The 6th Circuit disagreed.
Johnson argues that Ford failed to accommodate his disabilities because it refused to rehire him (at least at first). To prevail on that argument, he must show a factual dispute about whether the assembly plant had an open position at the time. After all, employers don’t have to create new positions to accommodate those with disabilities. They just have to consider people fairly for open positions.
Ford offers direct evidence that the assembly plant had no openings when Johnson reapplied for his job. In a sworn statement, the company explained that its finance department determines how many employees each facility can hire for a given role. According to Ford, facilities cannot exceed these limits. The company also stated that the assembly plant had no openings from July 2015 (when Johnson first reapplied for his job) to April 2016 (when he was rehired). Multiple supervisors at the plant corroborated this account. Indeed, even Johnson acknowledged that the plant could not exceed these “manpower maximum[s].” In short, Ford has provided ample evidence that it had no openings.…
In the end, Johnson has provided no evidence that Ford had an open position. So the district court correctly granted summary judgment on this ground.

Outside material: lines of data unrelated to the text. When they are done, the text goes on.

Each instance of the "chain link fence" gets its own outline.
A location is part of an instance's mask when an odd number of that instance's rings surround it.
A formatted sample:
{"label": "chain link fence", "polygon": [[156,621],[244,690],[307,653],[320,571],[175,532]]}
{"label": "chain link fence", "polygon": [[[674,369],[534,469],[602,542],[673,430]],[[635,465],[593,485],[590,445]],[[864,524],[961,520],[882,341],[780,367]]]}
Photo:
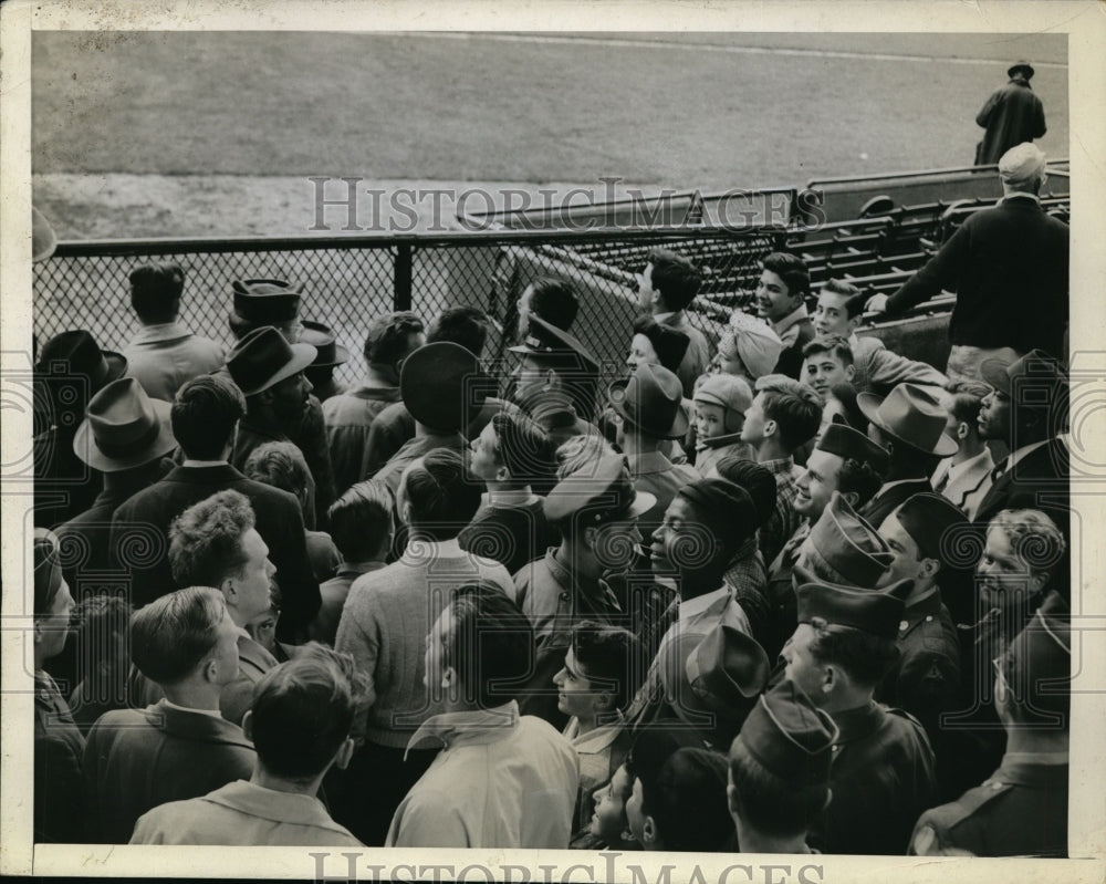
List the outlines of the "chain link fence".
{"label": "chain link fence", "polygon": [[128,274],[139,264],[171,260],[185,270],[184,324],[229,345],[233,280],[285,279],[304,283],[301,319],[331,326],[349,350],[349,362],[335,375],[355,383],[364,368],[365,330],[390,310],[410,309],[428,321],[447,306],[479,306],[499,326],[487,355],[501,357],[514,337],[520,295],[547,274],[575,284],[581,310],[573,331],[614,376],[641,312],[635,275],[650,249],[672,249],[701,269],[702,290],[689,315],[713,342],[730,312],[751,297],[761,258],[783,242],[775,227],[63,242],[34,267],[33,327],[40,344],[86,329],[105,350],[123,350],[138,329]]}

When accommodating a disabled employer, the ADA never requires an employer to create a position or bump another employee to create a vacancy. An employer is only obligated to reassign or rehire the employee to vacant position for which the employee is qualified. (Note that the federal courts remain split over whether an employer must provide a preference to a disabled employee for a vacant position and pass over a more qualified individual.)
In this case, Ford clearly met its obligations. Case closed.